Certains rapports sont remis avec un retard important . C'est notamment ce qu'a noté M. Vincent Éblé, président de la commission des finances : « après plusieurs années de protestation sur le manque d'information du Parlement, et l'engagement de Mme Gény-Stéphann en séance le 19 avril dernier, nous venons de recevoir le « jaune » annexé au projet de loi de finances de chaque année sur l'échange d'informations fiscales entre la France et ses partenaires .... pour les années 2015 et 2016. C'est un premier pas pour combler le retard accumulé, mais il faudra désormais que ces informations nous soient délivrées en temps utile pour être exploitées ».

Or, dans certains cas, sans aucune explication, ces rapports sont prêts mais ne sont pas transmis, comme l'a relevé Mme Sophie Primas, présidente de la commission des affaires économiques : « d'autres rapports restent quant à eux sur le bureau des ministres.

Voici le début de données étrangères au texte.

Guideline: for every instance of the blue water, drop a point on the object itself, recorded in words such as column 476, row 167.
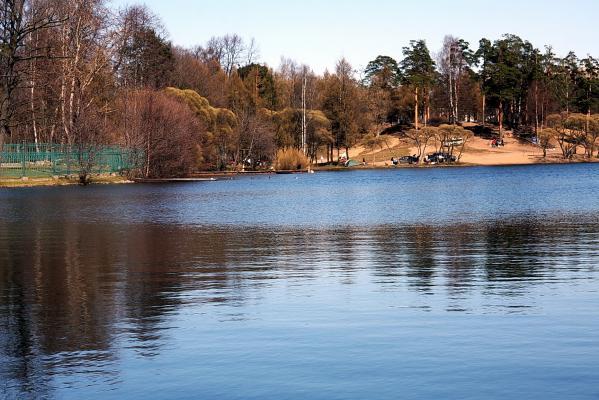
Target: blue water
column 417, row 284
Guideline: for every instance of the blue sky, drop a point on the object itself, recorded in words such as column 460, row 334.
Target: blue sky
column 318, row 33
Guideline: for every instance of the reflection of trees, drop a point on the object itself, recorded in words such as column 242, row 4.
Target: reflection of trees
column 67, row 289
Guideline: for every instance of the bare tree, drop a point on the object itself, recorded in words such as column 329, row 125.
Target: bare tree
column 18, row 20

C'est par exemple le cas du rapport demandé par l'article 32 de la loi « ALUR sur la mise en oeuvre d'un statut unique pour les établissements et services de la veille sociale, de l'hébergement et de l'accompagnement. Ce rapport est depuis le début de l'année 2017 sur le bureau du ministre chargé du logement en vue de sa transmission au Parlement. Malheureusement, nous attendons toujours... ». Or, ces rapports sont une source d'information importante pour le travail législatif, d'autant plus lorsqu'ils concernent le bilan d'une expérimentation. Ainsi, l'an dernier le Gouvernement avait indiqué avoir reçu un rapport établi par la Commission nationale du débat public, au terme de l'expérimentation prévue par l'article 3 de la loi du 27 décembre 2012 relative à la mise en oeuvre du principe de participation du public. Ce rapport n'est toujours pas transmis au Parlement. Or, le Gouvernement a tiré les conclusions de cette expérimentation dans le cadre de l'ordonnance n°2016-1060 du 3 août 2016.

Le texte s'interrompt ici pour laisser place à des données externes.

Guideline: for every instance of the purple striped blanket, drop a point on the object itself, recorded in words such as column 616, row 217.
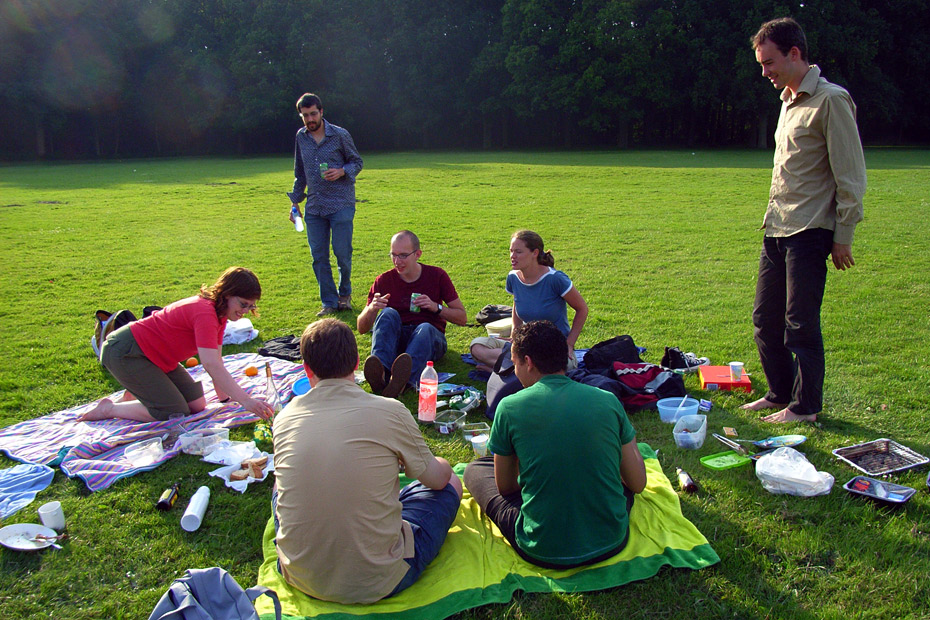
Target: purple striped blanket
column 93, row 451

Par ailleurs, comme nombre de ses collègues, votre rapporteure dénonce le fait que certains rapports ne soient pas transmis officiellement au Parlement, au motif qu'ils sont rendus publics. Or, le processus de transmission établi permet notamment de veiller à une information rapide des parlementaires sur l'existence de ces rapports. Interpellé à ce sujet, M. Marc Guillaume, secrétaire général du Gouvernement a reconnu que cette situation n'était pas normale.

Face à ce constat, M. Hervé Maurey, président de la commission de l'aménagement du territoire et du développement durable a indiqué que « mieux vaut dans certains cas avoir recours à d'autres procédures, comme les questionnaires budgétaires, qui sont envoyés chaque année, et auxquels le Gouvernement a l'obligation, en application de l'article 49 de la LOLF, de répondre avant le 10 octobre ». En outre, il a rappelé la possibilité « pour les commissions permanentes, de demander les prérogatives d'une commission d'enquête, qui permettent de demander une communication exhaustive de documents et rapports existants au Gouvernement ».

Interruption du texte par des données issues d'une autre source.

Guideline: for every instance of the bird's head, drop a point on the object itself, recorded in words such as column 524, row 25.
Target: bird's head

Entre le 1 er octobre 2016 et le 17 mai 2018, ce sont 190 rapports qui ont été remis au Sénat . Certains sont des rapports annuels, des rapports ponctuels prévus par un article législatif, des rapports dits de l'article 67, ou encore des tableaux de programmation des mesures d'application d'une loi. D'autres enfin sont des rapports non prévus par un texte . Tel est le cas du rapport relatif à la programmation militaire 2017-2019 reçu le 18 octobre 2016 par la commission des affaires étrangères et de la défense. Celui-ci présente les conséquences des décisions annoncées par le Président de la République lors du Congrès du 16 novembre 2015.